In March, F2 Strategy surveyed 37 RIAs, wealth management, and asset management firms representing $6 trillion in assets. The study looked at how mid-sized wealth management firms use and view financial planning.
At first glance, most firms appeared to offer financial planning services, with retirement planning, cash flow analysis, and estate planning at the top of the list. However, F2 found that only about 32 percent of firms offered financial planning to all of their clients.
Doug Fritz, CEO and founder of F2, said that there is a fundamental disconnect between the way in which most firms make money and the desire on the part of financial advisors to offer financial planning. “We pay advisors the way we get paid.

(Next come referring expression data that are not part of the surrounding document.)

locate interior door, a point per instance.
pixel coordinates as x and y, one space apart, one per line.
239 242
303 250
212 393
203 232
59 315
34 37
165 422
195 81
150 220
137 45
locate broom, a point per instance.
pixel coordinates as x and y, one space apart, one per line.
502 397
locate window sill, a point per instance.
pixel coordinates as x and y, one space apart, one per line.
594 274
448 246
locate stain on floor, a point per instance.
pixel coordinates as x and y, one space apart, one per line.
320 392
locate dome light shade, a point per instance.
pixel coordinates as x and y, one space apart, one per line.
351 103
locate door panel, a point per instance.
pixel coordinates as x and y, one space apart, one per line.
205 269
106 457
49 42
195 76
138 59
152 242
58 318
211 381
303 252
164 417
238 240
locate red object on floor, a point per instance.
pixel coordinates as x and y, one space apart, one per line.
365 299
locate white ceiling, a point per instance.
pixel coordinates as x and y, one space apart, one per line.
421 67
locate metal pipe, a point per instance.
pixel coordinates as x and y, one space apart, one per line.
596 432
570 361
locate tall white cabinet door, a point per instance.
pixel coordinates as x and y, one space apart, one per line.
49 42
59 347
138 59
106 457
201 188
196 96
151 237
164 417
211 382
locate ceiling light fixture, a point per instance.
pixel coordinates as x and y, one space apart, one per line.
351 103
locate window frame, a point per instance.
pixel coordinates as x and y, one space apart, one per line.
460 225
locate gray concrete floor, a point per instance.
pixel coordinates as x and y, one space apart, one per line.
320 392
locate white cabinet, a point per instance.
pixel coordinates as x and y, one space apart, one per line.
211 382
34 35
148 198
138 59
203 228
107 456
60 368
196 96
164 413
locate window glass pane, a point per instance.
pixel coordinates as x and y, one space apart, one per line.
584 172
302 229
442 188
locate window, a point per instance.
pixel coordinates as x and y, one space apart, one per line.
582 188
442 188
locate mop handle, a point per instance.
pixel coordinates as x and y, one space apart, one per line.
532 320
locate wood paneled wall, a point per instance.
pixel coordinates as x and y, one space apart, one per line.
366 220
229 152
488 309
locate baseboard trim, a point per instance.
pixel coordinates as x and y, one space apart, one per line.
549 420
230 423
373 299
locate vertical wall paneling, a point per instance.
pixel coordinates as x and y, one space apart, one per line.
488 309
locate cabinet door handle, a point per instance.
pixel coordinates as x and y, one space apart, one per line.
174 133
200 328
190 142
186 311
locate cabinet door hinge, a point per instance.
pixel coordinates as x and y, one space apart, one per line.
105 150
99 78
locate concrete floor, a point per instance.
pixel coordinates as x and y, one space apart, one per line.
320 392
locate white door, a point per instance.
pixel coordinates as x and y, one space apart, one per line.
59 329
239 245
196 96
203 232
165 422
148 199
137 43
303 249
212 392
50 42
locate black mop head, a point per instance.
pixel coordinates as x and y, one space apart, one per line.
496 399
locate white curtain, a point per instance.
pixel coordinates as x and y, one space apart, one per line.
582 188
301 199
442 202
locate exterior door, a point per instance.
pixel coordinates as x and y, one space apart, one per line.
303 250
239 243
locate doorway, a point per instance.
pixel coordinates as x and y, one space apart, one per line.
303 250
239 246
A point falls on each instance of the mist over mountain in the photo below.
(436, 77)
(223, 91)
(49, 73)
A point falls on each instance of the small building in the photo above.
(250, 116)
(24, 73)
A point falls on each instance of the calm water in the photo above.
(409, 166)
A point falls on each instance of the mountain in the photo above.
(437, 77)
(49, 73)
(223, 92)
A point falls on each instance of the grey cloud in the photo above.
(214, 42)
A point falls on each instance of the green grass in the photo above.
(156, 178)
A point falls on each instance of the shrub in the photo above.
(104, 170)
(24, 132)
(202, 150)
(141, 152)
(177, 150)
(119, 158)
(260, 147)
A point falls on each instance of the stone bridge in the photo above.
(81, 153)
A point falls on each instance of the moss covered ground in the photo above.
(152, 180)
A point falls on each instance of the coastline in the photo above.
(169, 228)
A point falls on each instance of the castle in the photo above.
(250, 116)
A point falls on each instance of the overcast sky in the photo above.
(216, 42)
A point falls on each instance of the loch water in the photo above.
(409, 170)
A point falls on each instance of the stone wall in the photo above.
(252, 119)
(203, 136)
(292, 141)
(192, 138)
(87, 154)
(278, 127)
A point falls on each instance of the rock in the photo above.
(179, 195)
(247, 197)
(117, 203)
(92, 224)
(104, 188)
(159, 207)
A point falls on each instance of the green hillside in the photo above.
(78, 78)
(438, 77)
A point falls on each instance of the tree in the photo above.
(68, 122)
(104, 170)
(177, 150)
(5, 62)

Go get new assets. Go get new clients,” Fritz said. “[But] what’s the payback, monetarily, for a wealth management firm to have a financial planner? Fricking nothing,” Fritz said.
At most firms (52 percent), advisors are the ones who make the decision about which clients receive financial plans. The rest base the decision on the complexity of a client’s portfolio or AUM.

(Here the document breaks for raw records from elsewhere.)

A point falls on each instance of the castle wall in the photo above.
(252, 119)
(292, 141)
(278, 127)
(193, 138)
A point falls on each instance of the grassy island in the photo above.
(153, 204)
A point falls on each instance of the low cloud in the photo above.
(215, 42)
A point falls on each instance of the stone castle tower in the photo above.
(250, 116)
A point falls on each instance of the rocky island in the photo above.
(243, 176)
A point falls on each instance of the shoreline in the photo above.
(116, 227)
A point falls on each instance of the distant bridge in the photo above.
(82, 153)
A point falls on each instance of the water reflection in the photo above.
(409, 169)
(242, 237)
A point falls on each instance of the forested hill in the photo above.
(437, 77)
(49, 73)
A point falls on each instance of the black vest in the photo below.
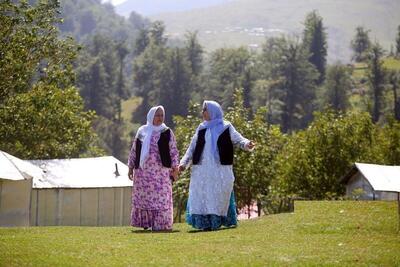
(163, 147)
(224, 144)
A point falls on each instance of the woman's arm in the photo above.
(187, 158)
(239, 140)
(131, 159)
(173, 151)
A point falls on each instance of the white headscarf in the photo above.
(216, 124)
(145, 131)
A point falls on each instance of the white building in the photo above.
(373, 182)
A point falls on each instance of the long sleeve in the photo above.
(132, 155)
(238, 139)
(173, 151)
(187, 158)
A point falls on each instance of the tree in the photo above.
(253, 171)
(376, 77)
(312, 162)
(398, 42)
(41, 113)
(194, 52)
(360, 44)
(394, 80)
(176, 84)
(314, 40)
(337, 88)
(297, 83)
(102, 83)
(227, 72)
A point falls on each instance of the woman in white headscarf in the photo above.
(211, 202)
(153, 159)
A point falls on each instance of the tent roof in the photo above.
(380, 177)
(12, 168)
(82, 173)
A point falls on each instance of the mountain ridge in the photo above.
(248, 22)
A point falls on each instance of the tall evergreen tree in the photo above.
(398, 42)
(360, 44)
(376, 78)
(102, 83)
(227, 72)
(394, 80)
(297, 83)
(314, 40)
(194, 52)
(176, 84)
(337, 88)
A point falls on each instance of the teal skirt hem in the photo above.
(212, 221)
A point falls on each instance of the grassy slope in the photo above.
(341, 17)
(328, 233)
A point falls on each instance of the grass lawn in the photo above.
(340, 233)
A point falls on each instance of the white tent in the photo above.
(82, 191)
(15, 189)
(375, 182)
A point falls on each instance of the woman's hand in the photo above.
(250, 145)
(130, 174)
(175, 173)
(181, 168)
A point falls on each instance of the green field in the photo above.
(338, 233)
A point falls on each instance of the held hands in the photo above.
(181, 168)
(130, 174)
(175, 173)
(251, 145)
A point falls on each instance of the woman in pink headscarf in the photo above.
(153, 159)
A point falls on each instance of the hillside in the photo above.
(339, 233)
(248, 22)
(159, 6)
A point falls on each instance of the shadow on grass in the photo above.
(141, 231)
(195, 231)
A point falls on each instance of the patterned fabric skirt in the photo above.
(155, 219)
(212, 221)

According to the report, some firms said that advisors decided to not offer financial planning to clients because it would require the firm to change its business model. Additionally, they said it could lead to uncomfortable conversations between the advisor and the firm.
However, when the financial plan decision is left to the advisor, many choose not to spend time creating a plan because there is no financial incentive for the advisor, said Fritz.
“We have a fundamental, philosophical misalignment in our country between what we say advisors do and what is good for clients — and frankly, what we actually do for clients,” Fritz said.
Some clients may be taking note. A survey published last month by J.D. Power showed that investor satisfaction with their advisors had plunged more than 17 points year-over-year, and that this satisfaction was closely tied to market swings and not the value that an advisor provides.
F2 believes that there are some steps that a firm can take to improve its approach to financial planning. Rather than changing the AUM fee structure, which would be prohibited for larger firms, F2 suggests that RIAs should focus on both educating their advisors about the value of financial planning for clients and providing them with the tools to do so.
F2 also believes that financial planning tools should integrate with an advisor’s CRM and portfolio construction software. Most firms surveyed used only one of two financial planning software platforms, eMoney and MoneyGuidePro.
“They’re all fundamentally good, but the largest ones are disassociated from the portfolio construction process,” said Fritz. He explained that an advisor may come up with a one-time financial plan, but if it isn’t connected to the other software that advisors use on a daily basis, the plan will quickly become outdated.
Only about 6 percent of the firms surveyed were planning to invest in new planning software.
“Over 60 percent said, ‘We’re not looking at new tools. We’re just going to try to optimize and make this better,’” Fritz said.